# Broadcast Joins

Joining two (or more) data sources is an important and elementary operation in an relation algebra, like Spark. But actually the implementation is not trivial, especially for distributed systems like Spark. The main challenge is to physically bring together all records that need to be joined from both data sources onto a single machine, otherwise they cannot be merged. This means that data needs to be exchanged over the network, which is complex and slower than local access.

Depending on the size of the DataFrames to be joined, different strategies can be used. Spark supports two different join implementations:
* Shuffle join - will shuffle both DataFrames over the network to ensure that matching records end up on the same machine
* Broadcast join - will provide a copy of one DataFrames to all machines of the network

While shuffle joins can work with arbitrary large data sets, a broadcast join always requires that the broadcast DataFrame completely fits into memory on all machines. But it can be much faster when the DataFrame is small enoguh.

### Weather Example

Again we will investigate into the different join types with our weather example.

In [None]:
from pyspark.sql import SparkSession

if not 'spark' in locals():
    spark = SparkSession.builder \
        .master("local[*]") \
        .config("spark.driver.memory","24G") \
        .getOrCreate()

spark

# 1 Load Data

First we load the weather data, which consists of the measurement data and some station metadata.

In [None]:
storageLocation = "s3://dimajix-training/data/weather"

## 1.1 Load Measurements

Measurements are stored in multiple directories (one per year).
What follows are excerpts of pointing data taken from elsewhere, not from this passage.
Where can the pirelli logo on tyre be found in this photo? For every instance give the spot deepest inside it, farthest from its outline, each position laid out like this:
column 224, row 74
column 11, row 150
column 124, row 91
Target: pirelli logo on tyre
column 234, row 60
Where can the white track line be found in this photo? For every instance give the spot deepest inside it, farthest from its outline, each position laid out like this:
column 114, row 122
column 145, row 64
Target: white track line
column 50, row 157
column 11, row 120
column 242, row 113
But we will limit ourselves to a single year in the analysis to improve readability of execution plans.

In [None]:
from pyspark.sql.functions import *
from functools import reduce

# Read in all years, store them in an Python array
raw_weather_per_year = [spark.read.text(storageLocation + "/" + str(i)).withColumn("year", lit(i)) for i in range(2003,2015)]

# Union all years together
raw_weather = reduce(lambda l,r: l.union(r), raw_weather_per_year)                        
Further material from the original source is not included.